As this Court stated earlier in reference to this identical bargaining contract of these same parties:

“ * * * The judicial function of this Court is limited to determining whether the defendant has breached its promise to thus arbitrate, i. e., whether the defendant agreed to arbitrate this issue, with any doubt to be resolved in favor of such arbitration. United Steelworkers of America v. Warrior & Gulf Nav. Co. (1960), 363 U.S. 574, 582-583, 80 S.Ct. 1347, 1353 [3-6], 4 L.Ed.2d 1409. 29 U.S.C. § 185 ' * * * means that the agreement to arbitrate grievance disputes contained in * * * [a] * * * collective agreement [providing for such], should be specifically enforced. * * * ’ Textile Workers Union [of America] v. Lincoln Mills of Ala. (1957), 353 U.S. 448, 451, 77 S.Ct. 912, 915 [2], 1 L.Ed.2d 972.
“An employee grievance was filed on this issue * * *. When there was no satisfactory adjustment reached on this issue under the grievance procedures, the plaintiff made a timely demand upon the defendant to refer the issue to arbitration. The defendant declined to join in the arbitration of that issue.
“It is provided in article IV of the collective bargaining agreement of the parties, currently in effect, inter alia, that any controversy which has not been satisfactorily adjusted ‘ * * * under the Grievance Procedure and which involves * * * the interpretation of application of the provisions of this contract, or * * * an alleged violation of the contract may be submitted for settlement to the Arbitration Committee within fifteen (15) days after the final action taken under the third step of the Grievance Procedure.*
* * * The decision of the majority of the Arbitration Committee shall be final and binding on both parties. * * * >
“It thus appears that the present controversy between the parties involves both (a) the interpretation or application of the provisions of that agreement and (b) an alleged violation of the contract, and that, under the agreement, both parties agreed that such issues should be submitted to the arbitration committee provided for therein. It is incumbent upon such arbitration committee, and not the courts, to determine * * * ” the issues.
Air Engineering Metal Trades Council, AFL-CIO v. Aro, Inc., 306 F.Supp. 7, D.C.Tenn. (1969).

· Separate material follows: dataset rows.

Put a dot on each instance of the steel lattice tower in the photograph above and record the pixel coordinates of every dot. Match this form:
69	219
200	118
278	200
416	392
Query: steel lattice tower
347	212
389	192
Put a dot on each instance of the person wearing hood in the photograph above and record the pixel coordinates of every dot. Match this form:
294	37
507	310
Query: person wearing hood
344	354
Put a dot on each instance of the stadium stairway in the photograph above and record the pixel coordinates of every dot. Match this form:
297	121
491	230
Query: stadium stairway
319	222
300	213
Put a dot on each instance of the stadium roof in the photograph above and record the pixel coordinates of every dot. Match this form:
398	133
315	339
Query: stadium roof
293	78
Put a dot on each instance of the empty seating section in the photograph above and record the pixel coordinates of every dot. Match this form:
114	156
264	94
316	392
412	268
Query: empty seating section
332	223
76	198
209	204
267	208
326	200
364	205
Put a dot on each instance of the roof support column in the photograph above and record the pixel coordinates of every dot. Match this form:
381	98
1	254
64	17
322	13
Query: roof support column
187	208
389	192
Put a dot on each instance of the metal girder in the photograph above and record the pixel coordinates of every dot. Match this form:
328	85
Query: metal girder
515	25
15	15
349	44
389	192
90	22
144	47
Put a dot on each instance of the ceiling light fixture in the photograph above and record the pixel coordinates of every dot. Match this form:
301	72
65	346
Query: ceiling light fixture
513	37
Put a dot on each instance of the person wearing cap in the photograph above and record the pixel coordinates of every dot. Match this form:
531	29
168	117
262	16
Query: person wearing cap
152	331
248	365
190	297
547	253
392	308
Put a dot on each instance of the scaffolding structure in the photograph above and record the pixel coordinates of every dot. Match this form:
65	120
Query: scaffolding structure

It is not disputed in the defendant’s answer herein that more than 15 days have now elapsed since final action was taken under the third step of the grievance procedure delineated in the aforementioned agreement of the parties. In considering a motion by the plaintiff for a judgment on the pleadings, * * * the question for determination is whether on the undenied facts alleged in the complaint and as*936suming as true all the material allegations of fact in the answer, the plaintiff is entitled to judgment as a matter of law. * * * Or, to put it another way, the question is whether the facts alleged in the answer are material in the sense that, if proved, they will constitute a legal defense to the plaintiff’s claim. * * * ” United States v. Blumenthal, C.A.3rd (1963), 315 F.2d 351, 352-353 [1]. As indicated hereinbefore, the facts admitted in' the answer reflect that there is no issue for adjudication in this Court. Thus, enforcement of the agreement of the parties to arbitrate the issue in controversy is proper.

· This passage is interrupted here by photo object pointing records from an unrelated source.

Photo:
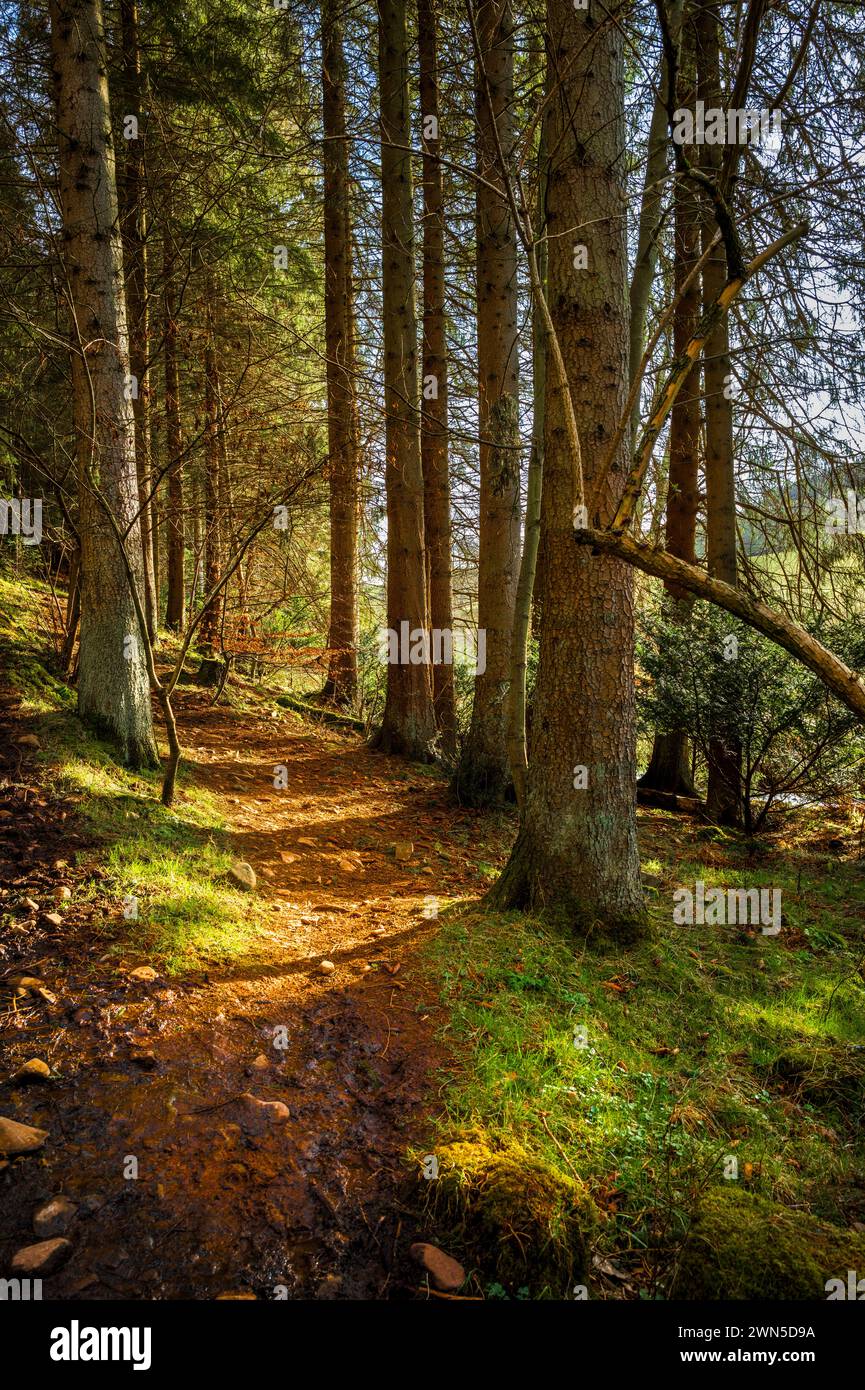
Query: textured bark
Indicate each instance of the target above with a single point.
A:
(483, 776)
(409, 722)
(175, 605)
(212, 616)
(113, 688)
(577, 848)
(669, 766)
(723, 797)
(134, 228)
(651, 211)
(344, 442)
(434, 420)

The motion of the plaintiff for a judgment on the pleadings hereby is sustained. If either party fails to designate its respective representatives to the arbitration committee within five days, on proper motion when presented, this Court will sign a proper order for the issuance of a mandatory injunction against that party to arbitrate under the agreement herein. Otherwise, after fifteen days, this action stands

Dismissed.

This grievance was filed- on November 15, 1968, claiming a violation by the defendant of the agreement by refusing to negotiate for a union shop. The defendant declined, claiming an interpretation and application of the provisions of the agreement which rendered such negotiation to that end impossible. It is undisputed that more than 15 days have now elapsed since final action was taken under the third step of the grievance procedure delineated in the agreement.